Create and manage Apache Spark job definitions in Visual Studio Code

The Visual Studio (VS) Code extension for Synapse fully supports the CURD (create, update, read, and delete) Spark job definition operations in Fabric. After you create a Spark job definition, you can upload more referenced libraries, submit a request to run the Spark job definition, and check the run history.

Create a Spark job definition

To create a new Spark job definition:

  1. In the VS Code Explorer, select the Create Spark Job Definition option.

    Screenshot of VS Code Explorer, showing where to select the Create Spark Job Definition option.

  2. Enter the initial required fields: name, referenced lakehouse, and default lakehouse.

  3. The request processes and the name of your newly created Spark job definition appears under the Spark Job Definition root node in VS Code Explorer. Under the Spark job definition name node, you see three subnodes:

    • Files: List of the main definition file and other referenced libraries. You can upload new files from this list.
    • Lakehouse: List of all lakehouses referenced by this Spark job definition. The default lakehouse is marked in the list, and you can access it via the relative path Files/…, Tables/….
    • Run: List of the run history of this Spark job definition and the job status of each run.

Upload a main definition file to a referenced library

To upload or overwrite the main definition file, select the Add Main File option.

Screenshot of VS Code Explorer, showing where to select the Add Main File option.

To upload the library file that the main definition file references, select the Add Lib File option.

Screenshot showing upload library button.

After you have uploaded a file, you can override it by clicking the Update File option and uploading a new file, or you can delete the file via the Delete option.

Screenshot of VS Code Explorer, showing where to find the Update File and Delete options.

Submit a run request

To submit a request to run the Spark job definition from VS Code:

  1. From the options to the right of the name of the Spark job definition you want to run, select the Run Spark Job option.

    Screenshot of VS Code Explorer, showing where to select Run Spark Job.

  2. After you submit the request, a new Apache Spark application appears in the Runs node in the Explorer list. You can cancel the running job by selecting the Cancel Spark Job option.

    Screenshot of VS Code Explorer with the new Spark application listed under the Runs node, and showing where to find the Cancel Spark Job option.

Open a Spark job definition in the Fabric portal

You can open the Spark job definition authoring page in the Fabric portal by selecting the Open in Browser option.

You can also select Open in Browser next to a completed run to see the detail monitor page of that run.

Screenshot of VS Code Explorer, showing where to select the Open in Browser option.

Debug Spark job definition source code (Python)

If the Spark job definition is created with PySpark (Python), you can download the .py script of the main definition file and the referenced file, and debug the source script in VS Code.

  1. To download the source code, select the Debug Spark Job Definition option to the right of the Spark job definition.

    Screenshot showing download source button.

  2. After the download completes, the folder of the source code automatically opens.

  3. Select the Trust the authors option when prompted. (This option only appears the first time you open the folder. If you don't select this option, you can't debug or run the source script. For more information, see Visual Studio Code Workspace Trust security.)

  4. If you have downloaded the source code before, you're prompted to confirm that you want to overwrite the local version with the new download.

    Note

    In the root folder of the source script, the system creates a subfolder named conf. Within this folder, a file named lighter-config.json contains some system metadata needed for the remote run. Do NOT make any changes to it.

  5. The file named sparkconf.py contains a code snippet that you need to add to set up the SparkConf object. To enable the remote debug, make sure the SparkConf object is set up properly. The following image shows the original version of the source code.

    Screenshot of a code sample, showing the source code before the change.

    The next image is the updated source code after you copy and paste the snippet.

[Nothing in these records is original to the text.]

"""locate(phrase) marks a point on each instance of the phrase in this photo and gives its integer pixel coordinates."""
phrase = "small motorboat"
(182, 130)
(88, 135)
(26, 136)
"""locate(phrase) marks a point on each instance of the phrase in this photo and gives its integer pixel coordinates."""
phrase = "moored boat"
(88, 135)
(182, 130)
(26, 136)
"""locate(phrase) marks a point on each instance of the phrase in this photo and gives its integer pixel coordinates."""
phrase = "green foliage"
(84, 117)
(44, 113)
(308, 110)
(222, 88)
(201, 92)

    Screenshot of a code sample, showing the source code after the change.

  6. After you have updated the source code with the necessary conf, you must pick the right Python Interpreter. Make sure to select the one installed from the synapse-spark-kernel conda environment.

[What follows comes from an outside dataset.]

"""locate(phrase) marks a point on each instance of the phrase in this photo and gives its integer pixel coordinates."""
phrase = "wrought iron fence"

Edit Spark job definition properties

You can edit the detail properties of Spark job definitions, such as command-line arguments.

  1. Select the Update SJD Configuration option to open a settings.yml file. The existing properties populate the contents of this file.

    Screenshot showing where to select the Update SJD Configuration option for a Spark job definition.

  2. Update and save the .yml file.

  3. Select the Publish SJD Property option at the top right corner to sync the change back to the remote workspace.

    Screenshot showing where to select the Publish SJD Property option for a Spark job definition.